4、对于每个超级块调用sync_sb_inodes函数,对于一个超级块中的所有脏inode,逐一刷出同步这些inode中的脏页。这个过程是扫描一个super block中的每一个inode,如果这个inode是脏的inode,调用__writeback_single_inode函数将这个inode中的脏页刷出。
5、最后,对于一个inode中的脏页,调用do_writepages将这些脏页逐一写入到磁盘上面。

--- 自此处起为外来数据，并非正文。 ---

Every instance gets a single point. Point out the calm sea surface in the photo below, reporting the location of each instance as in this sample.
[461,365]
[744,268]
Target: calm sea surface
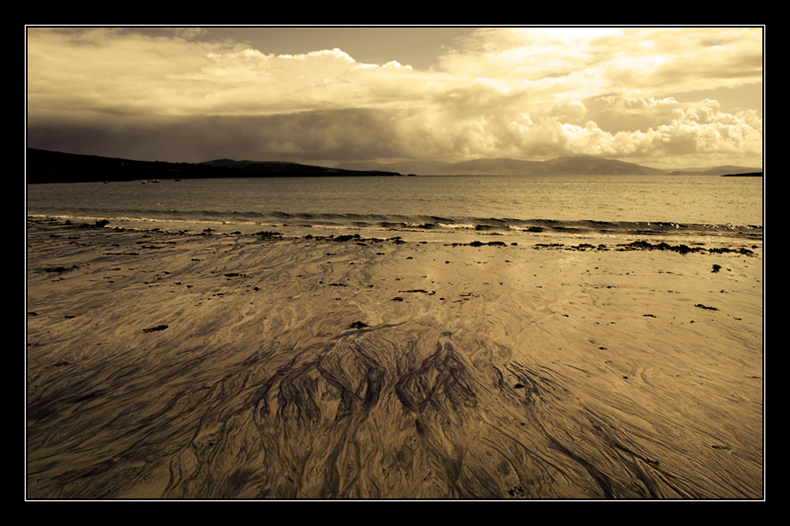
[534,203]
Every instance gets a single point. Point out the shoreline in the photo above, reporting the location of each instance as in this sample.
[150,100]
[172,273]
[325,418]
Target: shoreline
[421,365]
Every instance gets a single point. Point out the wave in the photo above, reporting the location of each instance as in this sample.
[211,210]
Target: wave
[405,222]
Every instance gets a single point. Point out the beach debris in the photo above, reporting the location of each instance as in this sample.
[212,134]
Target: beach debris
[156,329]
[60,269]
[266,234]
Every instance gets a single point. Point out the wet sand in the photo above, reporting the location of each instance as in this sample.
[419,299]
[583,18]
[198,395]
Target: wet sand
[229,366]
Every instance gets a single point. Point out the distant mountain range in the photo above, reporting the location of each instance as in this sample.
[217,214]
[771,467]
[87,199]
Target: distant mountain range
[571,165]
[44,166]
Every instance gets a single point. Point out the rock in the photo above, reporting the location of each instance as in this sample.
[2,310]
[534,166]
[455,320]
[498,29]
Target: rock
[156,329]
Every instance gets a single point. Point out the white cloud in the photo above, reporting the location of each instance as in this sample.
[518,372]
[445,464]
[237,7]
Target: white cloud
[524,93]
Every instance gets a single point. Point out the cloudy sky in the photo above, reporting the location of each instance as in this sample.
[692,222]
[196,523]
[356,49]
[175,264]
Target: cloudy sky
[658,96]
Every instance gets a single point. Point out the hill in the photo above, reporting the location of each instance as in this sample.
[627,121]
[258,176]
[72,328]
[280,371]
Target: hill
[45,166]
[570,165]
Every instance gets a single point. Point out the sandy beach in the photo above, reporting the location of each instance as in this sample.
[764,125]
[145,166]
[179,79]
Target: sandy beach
[219,365]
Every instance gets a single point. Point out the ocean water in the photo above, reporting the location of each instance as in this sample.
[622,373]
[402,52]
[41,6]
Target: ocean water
[609,204]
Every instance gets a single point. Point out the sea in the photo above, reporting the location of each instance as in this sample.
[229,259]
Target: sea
[621,204]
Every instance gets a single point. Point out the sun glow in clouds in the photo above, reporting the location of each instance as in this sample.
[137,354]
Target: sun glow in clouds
[527,93]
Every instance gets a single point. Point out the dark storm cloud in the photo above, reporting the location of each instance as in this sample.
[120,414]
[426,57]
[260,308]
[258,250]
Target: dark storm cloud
[315,135]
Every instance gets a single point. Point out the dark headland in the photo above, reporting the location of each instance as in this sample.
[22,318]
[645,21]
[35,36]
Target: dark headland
[45,166]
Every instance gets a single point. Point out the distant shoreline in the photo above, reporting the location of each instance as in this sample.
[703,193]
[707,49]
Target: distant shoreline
[45,166]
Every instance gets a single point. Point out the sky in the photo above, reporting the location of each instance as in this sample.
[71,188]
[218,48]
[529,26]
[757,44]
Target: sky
[664,96]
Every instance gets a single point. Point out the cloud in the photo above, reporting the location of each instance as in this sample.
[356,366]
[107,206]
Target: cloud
[523,93]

writeback_inodes(struct writeback_control *wbc)函数实际上就是遍历所有的super_blocks链表上的所有的super_block,然后将每个super_block上的脏页逐一换出。
|
void
writeback_inodes(struct writeback_control *wbc)
{
struct super_block *sb;
might_sleep();
spin_lock(&sb_lock);
restart:
list_for_each_entry_reverse(sb, &super_blocks, s_list)
{
if (sb_has_dirty_inodes(sb))
{
/* we're making our own get_super here */
sb->s_count++;
spin_unlock(&sb_lock);
/*
* If we can't get the readlock, there's no sense in
* waiting around, most of the time the FS is going to
* be unmounted by the time it is released.
*/
if (down_read_trylock(&sb->s_umount))
{
if (sb->s_root)
sync_sb_inodes(sb, wbc);
up_read(&sb->s_umount);
}
spin_lock(&sb_lock);
if (__put_super_and_need_restart(sb))
goto restart;
}
if (wbc->nr_to_write <= 0)
break;
}
spin_unlock(&sb_lock);
}
|
generic_sync_sb_inodes函数是在一个super block上面扫描所有的变脏的inode,并且对每一个脏的inode做刷出的操作,具体分析如下。
|
void generic_sync_sb_inodes(struct super_block *sb,
struct writeback_control *wbc)
{
const unsigned long start = jiffies; /* livelock avoidance */
int sync = wbc->sync_mode == WB_SYNC_ALL;
spin_lock(&inode_lock);
/*
如果不是周期性刷出脏的页面,将s_dirty上的inode,s_more上面的inode都放在s_io上面,
准备在下面的刷出过程中处理s_io上面inode
如果是周期性刷出,那么如果s_io上面不是空,那么稳健的将s_io上的inode刷出后,再将
s_dirty和s_more上面的inode填充到s_io上面
*/
if (!wbc->for_kupdate || list_empty(&sb->s_io))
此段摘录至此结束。